The Trump Administration May Lash Out Against Affirmative Action
On Tuesday, The New York Times reported that it had obtained an internal Justice Department document which indicated that the Trump administration may think that affirmative action discriminates against white college applicants.
According to the Times, the document obtained by the paper consisted of an internal announcement to the civil rights division of the Justice Department. The announcement suggested that the Department was seeking lawyers to work on a new project to conduct "investigations and possible litigation related to intentional race-based discrimination in college and university admissions."

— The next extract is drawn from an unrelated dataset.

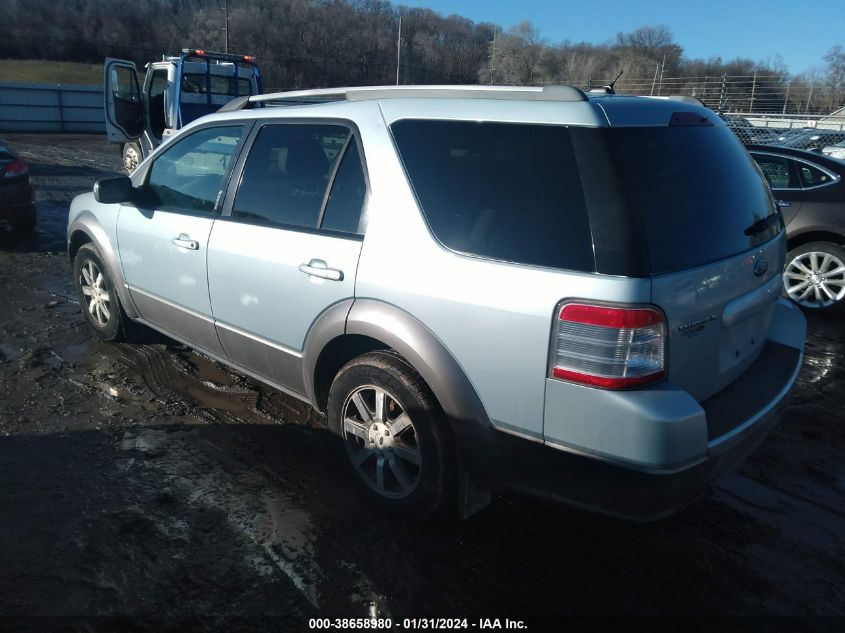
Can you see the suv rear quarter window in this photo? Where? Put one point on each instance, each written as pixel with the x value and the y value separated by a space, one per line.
pixel 504 191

As the paper pointed out, the announcement did not specify whom the department considers at risk of discrimination as a result of collegiate policies. However, many news outlets and experts both for and against affirmative action policies believe that the announcement was likely referring to supposed discrimination faced by white college students.
As Pacific Standard reported, based on the wording of the announcement, it is likely that the new project will be taking a closer look at the impact of college affirmative action admissions programs; these programs attempt to make up for the disadvantages oftentimes faced by minority students, who receive college degrees at a lower rate. Strong reactions abounded when news broke of the announcement. As CNN reported, Sherrilyn Ifill, the president and director-counsel of the NAACP Legal Defense and Educational Fund, promised that the organization would be taking action if what is seemingly proposed in the document comes to fruition.
From Brown v. Board of Education to Fisher v. UT Austin, LDF has fought to ensure that every child is afforded an equal opportunity to succeed, and we will bring the full force of the law if this Justice Department attempts to resegregate our institutions of higher learning.
The Times also reported that Kristen Clarke, the president of the liberal Lawyers' Committee for Civil Rights Under Law, criticized the announcement for being "misaligned with the [civil rights] division's longstanding priorities."
Clarke also added that, if implemented, she believes the project could create significant problems for colleges and students.
It would be a dog whistle that could invite a lot of chaos and unnecessarily create hysteria among colleges and universities who may fear that the government may come down on them for their efforts to maintain diversity on their campuses.
However, the Times also noted that some welcomed the announcement and perceive the project as "long overdue." For example, Roger Clegg, the president of the Center for Equal Opportunity who works in the Reagan and George H.W. Bush administrations, noted:
The civil rights laws were deliberately written to protect everyone from discrimination, and it is frequently the case that not only are whites discriminated against now, but frequently Asian-Americans are as well.
For its part, the Department of Justice declined to comment on the matter, stating that "The Justice Department declines to comment on personnel matters." The Times also reported that the Department refused to provide any further details about its plans or to make a representative available for comment.
Overall, it is clear that, if implemented, the project proposed in the announcement would likely engender much controversy. Time will tell if the Justice Department indeed decides to move forward with its plans.